Laura Triplett is uncovering the history of the St. Croix River-literally. Working at the Science Museum's St. Croix Watershed Research Station, she digs up samples of mud from the bottom of Lake St. Croix and analyzes them for clues to the river's past.
"To protect a place you care about, you need to understand its history," Triplett says. Though logging, farming and cities have been affecting the St. Croix for over 150 years, scientists have only studied it since the 1970s. To learn how the river has changed over longer periods of time, Triplett examines the mud that settled on the lake bottom in decades past.
Fast-moving river water carries sediment with it. When the river hits a wide valley, like Lake St. Croix south of Stillwater, the water slows and the sediment settles to the bottom, preserving a record of river conditions.

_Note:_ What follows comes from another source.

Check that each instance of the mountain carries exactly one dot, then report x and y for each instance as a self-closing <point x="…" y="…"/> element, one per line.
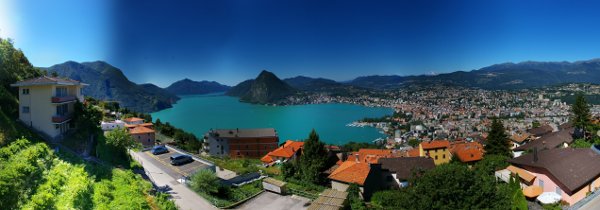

Triplett drills into the lake bottom and removes long tubes of mud, known as cores. Studying mud of different ages, she found that, surprisingly, large-scale logging in the 1850s did not alter the river very much. However, there was a huge increase in both the amount of mud and the phosphorus it contained beginning in the 1940s.
Figuring out what caused that change will help us protect and restore the river.
At her lab, Triplett puts the mud samples through several tests:
Her colleague Mark Edlund looks at samples under a microscope, counting and identifying algae. Together, this information gives them a history of the river.